Deuteronomium 6:6-7 – Hoor, Israël! JAHWEH, onze Elohim, JAHWEH is Één. [Rom. 3:30] En jij hebt JAHWEH, jouw Elohim, lief met heel jouw hart en met heel jouw ziel en met heel jouw intensiteit. [Matt. 22:37] En deze woorden, die ik jou vandaag als instructie geef, zijn op jouw hart. En jij herhaalt ze voor jouw zonen, en jij spreekt er over tijdens jouw zitten in jouw huis en tijdens jouw gaan op de weg en bij jouw neerliggen en bij jouw opstaan.

In de eeuwen na christus infiltreerden Hellenistische bekeerlingen de gemeente. Ze bachten hun eigen idee¨en mee over een godenwereld die zelfs families hadden. Helena van Troje was bijvoorbeeld een dochter van Zeus en Poseidon was een broer van Zeus. Deze Hellenisten beweerden dat de heilige geest een persoon van God was.

Koning Salomo bevestigde dat God één is, 1 Koningen 8:60.

Volgens professor Shirley Guthrie is de drie-eenheid een erfenis van de Griekse filosofie.
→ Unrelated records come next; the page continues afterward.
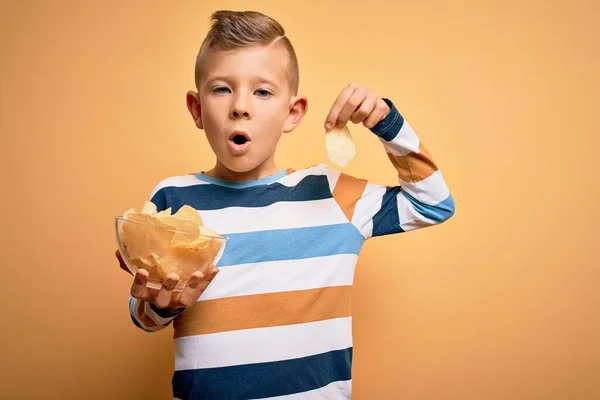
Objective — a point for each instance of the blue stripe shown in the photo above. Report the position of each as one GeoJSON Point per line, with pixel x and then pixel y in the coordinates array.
{"type": "Point", "coordinates": [165, 313]}
{"type": "Point", "coordinates": [242, 185]}
{"type": "Point", "coordinates": [291, 244]}
{"type": "Point", "coordinates": [262, 380]}
{"type": "Point", "coordinates": [216, 197]}
{"type": "Point", "coordinates": [389, 127]}
{"type": "Point", "coordinates": [386, 221]}
{"type": "Point", "coordinates": [138, 324]}
{"type": "Point", "coordinates": [438, 213]}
Jezus zei, de Vader is groter dan I, Johannes 14:28. In Markus 12:29 zei Jezus zelf dat God één is. In vers 32 werd dit bevestigd. In Johannes 17:3 zegt Jezus opnieuw dat zijn Vader de ene god is en dat Jezus zijn afgevaardigde is.

Jezus na zijn opstanding:
Jezus tegen Maria Magdalena: ga naar mijn broeders en zeg tegen hen: ik ga naar mijn Vader en naar jullie Vader. Naar mijn God en jullie God, – Johannes 20:17.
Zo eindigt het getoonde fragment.